Fixes: 260f32adb88 ("pNFS/flexfiles: Check the result of nfs4_pnfs_ds_connect")
When an applications get killed (SIGTERM/SIGINT) while pNFS client performs a connection
to DS, client ends in an infinite loop of connect-disconnect. This
source of the issue, it that flexfilelayoutdev#nfs4_ff_layout_prepare_ds gets an error
on nfs4_pnfs_ds_connect with status ERESTARTSYS, which is set by rpc_signal_task, but
the error is treated as transient, thus retried.
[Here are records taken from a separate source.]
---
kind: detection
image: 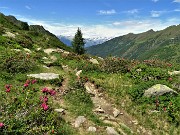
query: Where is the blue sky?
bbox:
[0,0,180,38]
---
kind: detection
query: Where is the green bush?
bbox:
[0,49,37,73]
[127,64,169,83]
[100,57,130,73]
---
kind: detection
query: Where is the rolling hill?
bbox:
[86,25,180,63]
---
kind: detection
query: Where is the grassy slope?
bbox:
[86,25,180,63]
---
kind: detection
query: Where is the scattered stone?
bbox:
[131,120,138,125]
[24,48,31,53]
[106,127,119,135]
[76,70,82,78]
[87,126,96,132]
[54,108,65,113]
[150,110,160,113]
[98,93,103,97]
[90,58,99,64]
[50,55,57,61]
[136,69,142,72]
[3,31,16,38]
[44,48,56,55]
[144,84,178,97]
[113,108,120,118]
[94,106,105,113]
[42,65,50,69]
[84,83,95,96]
[12,49,21,52]
[27,73,59,80]
[36,47,42,51]
[168,71,180,75]
[120,112,124,115]
[42,57,48,60]
[56,48,64,53]
[63,51,70,55]
[74,116,86,128]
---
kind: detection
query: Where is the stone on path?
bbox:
[144,84,178,97]
[27,73,59,80]
[113,108,120,118]
[106,127,119,135]
[87,126,96,132]
[74,116,86,128]
[54,108,65,114]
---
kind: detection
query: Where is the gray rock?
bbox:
[106,127,119,135]
[76,70,82,77]
[74,116,86,128]
[87,126,96,132]
[90,58,99,64]
[168,71,180,75]
[94,106,105,113]
[113,108,120,117]
[54,108,65,113]
[27,73,59,80]
[144,84,178,97]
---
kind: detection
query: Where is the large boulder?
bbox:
[27,73,59,80]
[90,58,99,64]
[144,84,178,97]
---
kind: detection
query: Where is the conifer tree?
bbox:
[72,28,85,55]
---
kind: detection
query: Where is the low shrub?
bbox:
[0,49,37,73]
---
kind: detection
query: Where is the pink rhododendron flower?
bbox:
[42,87,49,93]
[6,88,11,93]
[49,89,56,96]
[41,102,49,111]
[31,79,37,84]
[5,84,12,89]
[40,96,48,102]
[0,122,4,128]
[24,83,29,87]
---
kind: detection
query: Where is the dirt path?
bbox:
[85,82,152,135]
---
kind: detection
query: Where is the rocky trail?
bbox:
[37,48,153,135]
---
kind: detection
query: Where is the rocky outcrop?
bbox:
[144,84,178,97]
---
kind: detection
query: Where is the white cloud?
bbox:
[98,9,116,15]
[150,10,166,17]
[173,0,180,3]
[152,0,159,2]
[125,9,139,14]
[15,15,180,39]
[25,5,31,10]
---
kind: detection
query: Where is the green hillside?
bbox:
[86,25,180,63]
[0,12,71,51]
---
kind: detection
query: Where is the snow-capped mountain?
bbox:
[57,35,112,47]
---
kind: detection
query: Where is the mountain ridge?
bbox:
[87,25,180,63]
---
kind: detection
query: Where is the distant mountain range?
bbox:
[87,25,180,63]
[57,35,111,47]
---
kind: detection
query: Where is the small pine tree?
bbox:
[72,28,85,55]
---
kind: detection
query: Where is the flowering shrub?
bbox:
[100,57,132,73]
[0,50,37,73]
[0,79,65,134]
The issue is reproducible with script as (there should be ~1000 files in
a directory, client should must not have any connections to DSes):
echo 3 > /proc/sys/vm/drop_caches
for i in *
do
head -1 $i &
PP=$!
sleep 10e-03
kill -TERM $PP
done
Signed-off-by: Tigran Mkrtchyan <redacted>
---
fs/nfs/flexfilelayout/flexfilelayoutdev.c | 4 ++++
1 file changed, 4 insertions(+)
diff --git a/fs/nfs/flexfilelayout/flexfilelayoutdev.c b/fs/nfs/flexfilelayout/flexfilelayoutdev.c
index 4a304cf17c4b..0008a8180c9b 100644
--- a/fs/nfs/flexfilelayout/flexfilelayoutdev.c
+++ b/fs/nfs/flexfilelayout/flexfilelayoutdev.c
@@ -410,6 +410,10 @@ nfs4_ff_layout_prepare_ds(struct pnfs_layout_segment *lseg,
mirror->mirror_ds->ds_versions[0].wsize = max_payload;
goto out;
}
+ /* There is a fatal error to connect to DS. Mark it unavailable to avoid infinite retry loop. */
+ if (nfs_error_is_fatal(status))
+ nfs4_mark_deviceid_unavailable(&mirror->mirror_ds->id_node);
+
noconnect:
ff_layout_track_ds_error(FF_LAYOUT_FROM_HDR(lseg->pls_layout),
mirror, lseg->pls_range.offset,
--
2.49.0